Are you tired of paying fees for basic banking services to one of the mega-banks that dominate the American financial scene? With a little effort, you can keep more of your money.
The 2008 financial crisis led to some action in Washington that affected banking and borrowing customers — the creation of the Consumer Financial Protection Bureau, and the passage of some regulations requiring proper disclosure and longer notice of changes. But the most significant result of the debate leading to these reforms was to scare the pants off the big banks. In advance of any new restrictions, they moved to protect their profits by creating new fees and hiking others.
However, plenty of alternatives to the “Big 10” banks offer comparable services for significantly fewer and lower fees. You may not know about them because they lack the marketing and advertising resources of the biggest competitors. That means they’re hungrier for your business and will give you a deal to get it.
It’s Easy to Comparison Shop
Here’s a quick way to check your options: Click on Bank Rate Monitor for the rates and fees charged by banks in your area for a range of financial products, from checking accounts to mortgages.

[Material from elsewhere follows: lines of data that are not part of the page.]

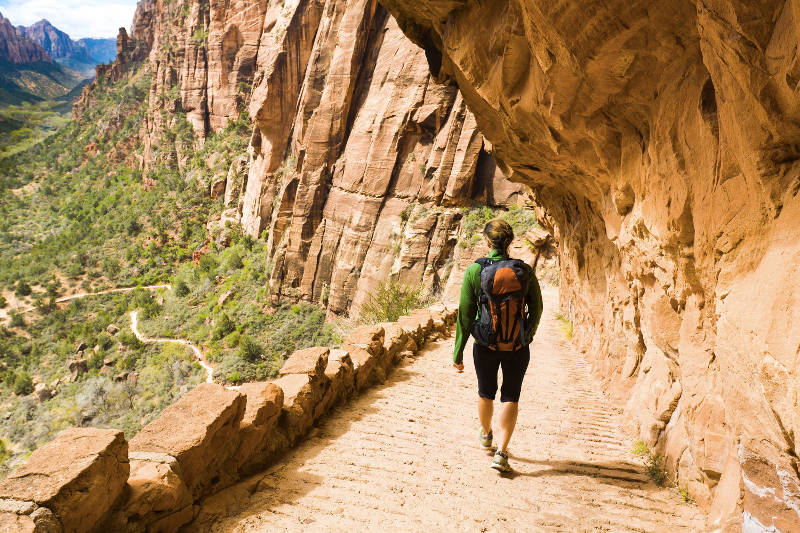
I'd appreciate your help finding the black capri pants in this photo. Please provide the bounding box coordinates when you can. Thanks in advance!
[472,342,531,402]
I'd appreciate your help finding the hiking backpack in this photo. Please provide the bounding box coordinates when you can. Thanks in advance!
[472,257,533,352]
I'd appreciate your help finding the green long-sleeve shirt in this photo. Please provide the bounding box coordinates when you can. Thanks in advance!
[453,250,542,363]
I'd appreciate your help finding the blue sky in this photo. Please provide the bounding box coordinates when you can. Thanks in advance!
[0,0,137,39]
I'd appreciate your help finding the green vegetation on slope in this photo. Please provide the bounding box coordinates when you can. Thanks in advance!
[0,60,337,472]
[0,100,69,159]
[140,236,341,385]
[458,206,539,248]
[0,291,205,472]
[0,60,84,105]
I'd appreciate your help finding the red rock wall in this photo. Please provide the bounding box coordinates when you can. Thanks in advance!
[385,0,800,531]
[76,0,526,314]
[0,14,53,63]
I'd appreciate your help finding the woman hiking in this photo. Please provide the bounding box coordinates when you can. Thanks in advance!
[453,219,542,472]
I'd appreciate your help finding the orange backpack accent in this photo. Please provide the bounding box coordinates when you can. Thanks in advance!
[472,257,532,352]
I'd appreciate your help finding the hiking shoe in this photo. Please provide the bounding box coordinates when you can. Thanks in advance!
[492,450,511,472]
[480,428,492,450]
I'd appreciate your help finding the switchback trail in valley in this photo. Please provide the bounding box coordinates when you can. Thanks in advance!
[131,311,214,383]
[9,283,172,318]
[200,287,705,532]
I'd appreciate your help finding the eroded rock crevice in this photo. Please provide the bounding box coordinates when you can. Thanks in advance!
[385,0,800,531]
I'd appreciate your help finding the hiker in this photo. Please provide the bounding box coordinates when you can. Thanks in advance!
[453,219,542,472]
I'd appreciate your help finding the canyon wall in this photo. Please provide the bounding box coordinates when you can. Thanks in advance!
[384,0,800,531]
[0,14,53,64]
[76,0,527,314]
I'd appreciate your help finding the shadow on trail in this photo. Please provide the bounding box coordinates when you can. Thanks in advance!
[503,455,658,488]
[189,341,441,532]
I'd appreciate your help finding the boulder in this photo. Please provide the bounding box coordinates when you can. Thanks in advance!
[411,309,434,337]
[211,176,227,198]
[0,513,38,533]
[67,359,89,381]
[380,322,408,359]
[124,452,192,522]
[0,428,130,533]
[274,374,327,444]
[33,383,53,402]
[397,316,425,342]
[279,346,330,377]
[342,344,378,391]
[130,383,245,498]
[315,349,355,417]
[344,324,386,356]
[237,382,284,472]
[217,291,233,307]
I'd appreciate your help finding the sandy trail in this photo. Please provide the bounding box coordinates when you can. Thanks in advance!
[202,287,704,532]
[131,311,214,383]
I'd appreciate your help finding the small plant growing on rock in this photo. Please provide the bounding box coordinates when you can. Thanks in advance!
[8,311,25,328]
[631,441,668,486]
[361,281,425,323]
[556,313,573,339]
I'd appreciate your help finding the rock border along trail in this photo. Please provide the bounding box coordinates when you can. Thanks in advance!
[131,311,216,382]
[197,287,705,532]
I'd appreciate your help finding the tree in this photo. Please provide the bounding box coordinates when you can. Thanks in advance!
[175,279,190,298]
[14,370,33,396]
[239,335,262,363]
[14,279,32,296]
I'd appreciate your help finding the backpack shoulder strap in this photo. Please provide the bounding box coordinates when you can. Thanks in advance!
[475,257,494,269]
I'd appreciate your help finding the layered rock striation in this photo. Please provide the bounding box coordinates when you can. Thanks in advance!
[385,0,800,531]
[76,0,526,314]
[0,14,53,64]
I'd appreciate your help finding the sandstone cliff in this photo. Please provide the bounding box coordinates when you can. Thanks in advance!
[17,20,115,75]
[385,0,800,531]
[17,20,91,62]
[0,14,53,64]
[76,0,525,314]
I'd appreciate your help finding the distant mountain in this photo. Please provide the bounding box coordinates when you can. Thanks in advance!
[17,20,117,77]
[0,13,53,64]
[78,37,117,65]
[0,14,88,106]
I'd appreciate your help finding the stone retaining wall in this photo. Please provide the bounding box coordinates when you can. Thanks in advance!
[0,306,456,533]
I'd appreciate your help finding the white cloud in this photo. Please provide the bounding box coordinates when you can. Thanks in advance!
[0,0,136,39]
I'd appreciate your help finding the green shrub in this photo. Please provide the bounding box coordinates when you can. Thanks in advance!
[8,311,25,328]
[175,279,191,298]
[14,371,33,396]
[360,281,426,323]
[239,335,263,363]
[14,279,32,297]
[631,441,667,487]
[211,313,236,341]
[556,313,573,339]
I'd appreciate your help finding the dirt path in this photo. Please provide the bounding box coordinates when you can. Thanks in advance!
[131,311,214,383]
[202,288,704,532]
[0,283,172,320]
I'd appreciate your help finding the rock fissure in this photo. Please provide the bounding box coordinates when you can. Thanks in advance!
[378,0,800,531]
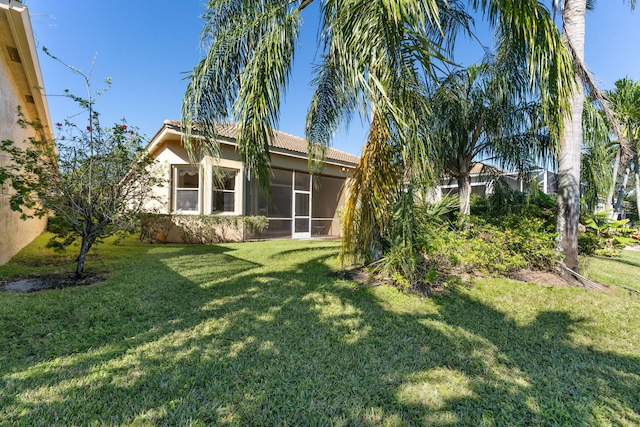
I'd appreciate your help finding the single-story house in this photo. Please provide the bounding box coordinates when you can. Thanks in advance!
[0,0,52,265]
[147,120,358,241]
[436,162,557,197]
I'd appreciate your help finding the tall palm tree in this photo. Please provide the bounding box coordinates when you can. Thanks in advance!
[425,61,553,215]
[182,0,572,262]
[554,0,636,271]
[580,96,620,213]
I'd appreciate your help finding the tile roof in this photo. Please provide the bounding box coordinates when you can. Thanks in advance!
[164,120,358,164]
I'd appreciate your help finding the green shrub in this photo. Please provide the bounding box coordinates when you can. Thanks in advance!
[140,213,269,244]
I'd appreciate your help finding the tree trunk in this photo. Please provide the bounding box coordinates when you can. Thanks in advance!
[556,0,586,271]
[604,147,620,217]
[613,168,629,213]
[76,235,95,279]
[458,174,471,215]
[634,161,640,224]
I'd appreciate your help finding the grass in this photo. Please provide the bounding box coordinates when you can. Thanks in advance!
[0,237,640,426]
[586,250,640,290]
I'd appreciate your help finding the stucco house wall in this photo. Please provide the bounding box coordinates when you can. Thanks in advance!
[148,120,358,241]
[0,0,51,265]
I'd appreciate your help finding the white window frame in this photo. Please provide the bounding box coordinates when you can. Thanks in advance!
[209,166,240,215]
[171,164,202,215]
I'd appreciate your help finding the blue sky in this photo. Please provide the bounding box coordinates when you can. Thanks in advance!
[25,0,640,154]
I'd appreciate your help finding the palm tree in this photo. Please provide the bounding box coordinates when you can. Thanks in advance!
[425,61,552,215]
[580,96,620,213]
[182,0,571,256]
[606,78,640,216]
[554,0,636,271]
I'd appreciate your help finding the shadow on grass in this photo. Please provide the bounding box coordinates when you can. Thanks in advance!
[600,256,640,268]
[0,243,640,425]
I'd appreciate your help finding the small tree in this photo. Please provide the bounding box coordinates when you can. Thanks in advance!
[0,50,163,278]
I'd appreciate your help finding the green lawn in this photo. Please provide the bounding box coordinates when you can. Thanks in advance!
[0,238,640,426]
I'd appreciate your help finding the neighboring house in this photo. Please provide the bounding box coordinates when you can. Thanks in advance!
[436,162,557,197]
[148,120,358,241]
[0,0,51,265]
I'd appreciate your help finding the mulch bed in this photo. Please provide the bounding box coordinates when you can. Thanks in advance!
[0,271,107,292]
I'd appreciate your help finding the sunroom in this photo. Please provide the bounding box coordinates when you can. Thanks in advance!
[148,121,358,241]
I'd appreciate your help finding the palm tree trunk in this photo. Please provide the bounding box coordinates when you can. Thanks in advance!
[556,0,586,271]
[634,161,640,222]
[76,236,92,279]
[458,174,471,215]
[604,147,620,217]
[613,168,629,213]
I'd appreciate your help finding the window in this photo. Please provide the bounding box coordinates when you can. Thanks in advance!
[211,169,238,213]
[173,166,200,213]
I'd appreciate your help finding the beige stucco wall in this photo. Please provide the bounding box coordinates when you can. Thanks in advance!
[148,126,352,242]
[0,42,47,265]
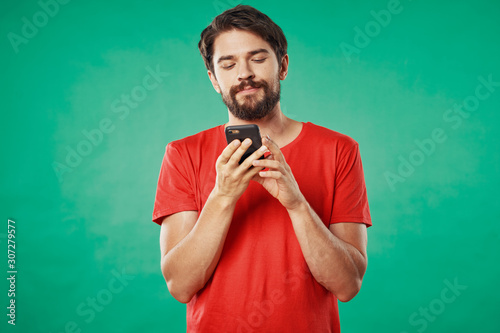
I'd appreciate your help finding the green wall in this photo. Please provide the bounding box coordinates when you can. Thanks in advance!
[0,0,500,333]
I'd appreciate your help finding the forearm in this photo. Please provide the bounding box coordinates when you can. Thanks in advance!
[288,202,367,302]
[161,191,235,303]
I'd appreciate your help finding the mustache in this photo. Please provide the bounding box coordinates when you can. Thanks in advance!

If you live in Atlanta, for example, interest checking will cost $30 a month at Wells Fargo (WFC) or zero dollars at FNBO Direct or Charles Schwab Bank (SCHW). Three other local banks offer interest checking at about half the cost of the big national banks listed.
You also could pay $2.95 for getting cash at an out-of-network ATM — or pay no surcharge — depending on which bank you choose. The interest rate on a home equity loan could be as low as 3.75 percent, from the Pentagon Federal Credit Union, or as high as 6.68 percent, from Bank of America (BAC). Your interest rate on a one-year CD can be as high as 1.10 percent or as low as 0.1 percent.
The raw numbers aren’t the only factor to consider. Look at JDPower’s latest rankings of consumer satisfaction in their banks, broken down by region. It’s based on responses from 80,000 customers, who rated services, fees and products.
Despite years of consolidation, with the big banks growing ever bigger, you’ll find a wide variety of choices. These include:
- Credit unions. A credit union is a financial services cooperative owned by its customers. Fees tend to be significantly lower, because it’s a not-for-profit that exists only to serve its depositors, each of whom is a shareholder. Historically, membership in a credit union is open to people with a common interest — members of a union, employees of a company or worshippers at the same place. But many are open to an entire community. The National Credit Union Administration research tool can help find a credit union that is open to you, and a locator shows its branches.
- Regional banks. As its name suggests, a regional bank offers its services in one state or region. Lacking the enormous customer base and marketing budgets of the big banks, they have to work harder to keep customers and attract new ones. The JDPower.com rankings are a good place to start your search.
- Community banks. Like a regional bank, only smaller. A community bank earns its profits and its reputation on local services and investments. By definition, it is independently operated and has assets under $1 billion. The Independent Community Bankers of America locator can identify community banks near you. You might be surprised at the choices. A search for Philadelphia turns up 20 choices with branches in Center City.
- Virtual banks. A virtual bank has no physical presence anywhere. If you never go inside a bank and prefer to use a banking app, direct deposit and electronic bill payment, this could be your low-cost option. By eliminating brick-and-mortar branches, most virtual bank can offer free checking and no ATM fees. As always, you need to read the fine print. A virtual bank has to make real profits. Check to see if they’re making up the difference by charging high fees on debit cards or other services that you user regularly.